One of the people I played with in the final reincarnation of Bits n' Pieces was a guy who initially was taking lessons, Gordon Lewis. We decided to form a duo and for a couple years we did the local bar scene. Although I enjoyed playing with Gordon I was again reminded how much I disliked doing the bar thing.
One night we were playing a small place in Wareham, a popular local haunt for a mix of age groups. The place was almost always busy but one night while on break Gordon looked around and observed, "You know what? Look around. There is not one attractive person in this place!"
A bit harsh but he was right. It was kind of a very depressing version of Cheers. One lady (and I use the term loosely) was always at the bar. Her time had passed long ago but she did the best with what she had, piling on the make-up and wearing skirts that were way too tight and way too short. I was reminded of the Shel Silverstein song, "Queen of the Silver Dollar."
"She's the queen of the Silver Doller,
She rules the smokey tables,
Her sceptre is her wine glass and the barstool is her throne.
The jesters hang around her trying to win her favor,
And see which one will take the Queen of the Silver Dollar home."
And she did get taken home by many a bar fly. Sad but not at all uncommon.
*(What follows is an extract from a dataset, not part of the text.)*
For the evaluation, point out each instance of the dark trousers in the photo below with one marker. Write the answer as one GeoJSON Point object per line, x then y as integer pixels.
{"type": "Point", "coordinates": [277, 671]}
I was still teaching many students a week and one day one of them asked me to play what would turn out to be the strangest gig I've ever had. It seemed her grandmother had died. The old lady was a life long resident of Nantucket and my student wanted me to go out to the island and play some classical stuff at a small gathering of friends at the lady's house. I would be given air transport out there and paid pretty well so I agreed.
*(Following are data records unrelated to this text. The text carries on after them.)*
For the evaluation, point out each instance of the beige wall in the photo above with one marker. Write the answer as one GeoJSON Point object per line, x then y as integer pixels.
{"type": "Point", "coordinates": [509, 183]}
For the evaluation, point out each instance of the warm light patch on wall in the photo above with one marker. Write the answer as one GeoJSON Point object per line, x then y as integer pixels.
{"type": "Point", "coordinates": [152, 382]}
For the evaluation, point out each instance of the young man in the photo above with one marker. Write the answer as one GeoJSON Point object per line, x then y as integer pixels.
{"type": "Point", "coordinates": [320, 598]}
I should have known it was going to a be a memorable day when I boarded a small plane at the now-private Falmouth Airport. It was one of those push-pull things, with one engine on the front and one at the back of the small passenger compartment. I don't think they make those things anymore....
Anyway, it was raining hard. We began accelerating down the runway, which I swear had such big bumps in it that it felt like we were doing the Giant Moguls at the Olympics. Finally reached the last mogul with the trees rapidly filling our view (I was siting next to the pilot because the back of the plane was filled with various supplies for stores on the island) and with engines screaming we all but catapulted barely over the tree tops. After a bumpy ride over Nantucket Sound we were about to land at the airport there when suddenly the radio began squawking: "Abort! Abort! Abort" and as the pilot put the plane into a severe banked turn a private Lear jet shrieked by on its approach, no more than a couple hundred yards away. Exciting, to say the least.
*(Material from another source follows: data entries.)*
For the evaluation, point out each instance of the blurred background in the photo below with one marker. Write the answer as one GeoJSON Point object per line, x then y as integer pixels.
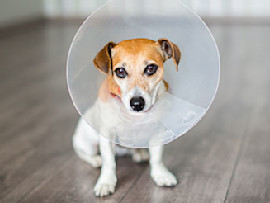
{"type": "Point", "coordinates": [13, 12]}
{"type": "Point", "coordinates": [225, 158]}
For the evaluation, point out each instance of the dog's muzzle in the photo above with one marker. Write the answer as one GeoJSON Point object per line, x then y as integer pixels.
{"type": "Point", "coordinates": [137, 103]}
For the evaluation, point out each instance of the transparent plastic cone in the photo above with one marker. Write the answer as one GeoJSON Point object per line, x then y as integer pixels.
{"type": "Point", "coordinates": [191, 89]}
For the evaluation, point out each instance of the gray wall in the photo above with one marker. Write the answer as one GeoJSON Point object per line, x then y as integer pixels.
{"type": "Point", "coordinates": [16, 11]}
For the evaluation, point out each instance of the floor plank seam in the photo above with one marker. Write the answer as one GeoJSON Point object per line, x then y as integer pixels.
{"type": "Point", "coordinates": [241, 147]}
{"type": "Point", "coordinates": [137, 179]}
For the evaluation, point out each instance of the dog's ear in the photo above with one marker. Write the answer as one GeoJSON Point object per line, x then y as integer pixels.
{"type": "Point", "coordinates": [103, 60]}
{"type": "Point", "coordinates": [170, 50]}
A driver was waiting for me at the airport and we proceeded to the old lady's house, which was right on the harbor and even then probably worth many millions of dollars. A strange assortment of big wigs from the old families of Nantucket were already there. As I was opening my guitar case a relative approached me. It turned out that the old lady had been infirm in her last years and one of those motorized chairs had been installed going up the side of the stairs. The guy thought it would be a find idea if I sat on the chair and he would put it on "auto pilot" going slowly up and down the stairs while I sat on it and played, so guests upstairs could hear me too! Uh...OK I said.
This went on for about a half hour. Up....down....up....down..... In spite of the solemnity of the occasion, I started to crack up. Then it came to me - there was only one tune to play - "Stairway to Heaven"!! Only one guy there got the joke but he was cracking up.
Finally, they asked me to sit in a chair by the door. I noticed that people where kind of standing around, waiting for something to happen. The doorbell rang. No one was responding so I put down my guitar and opened it. There standing in the rain was a UPS guy with a box. "I'm sorry!" he said. "The weather held us up! I know you've been waiting for this!" And with that he handed me the box. It slowly dawned on me what was in the box.
Oh my god, I thought. "Hey...uh...is this what you're waiting for?" I asked a relative. "Yes!" he said, took the box, quickly opened it and took out the urn and placed it on a shelf. Then things got even weirder. After a few words by the local Episcopal (of course!) minister, the guests descended on the bar that had been set up and proceeded to drink - a lot! The next thing I knew they were saying, hey guitar guy, skip the sad music, play something happy!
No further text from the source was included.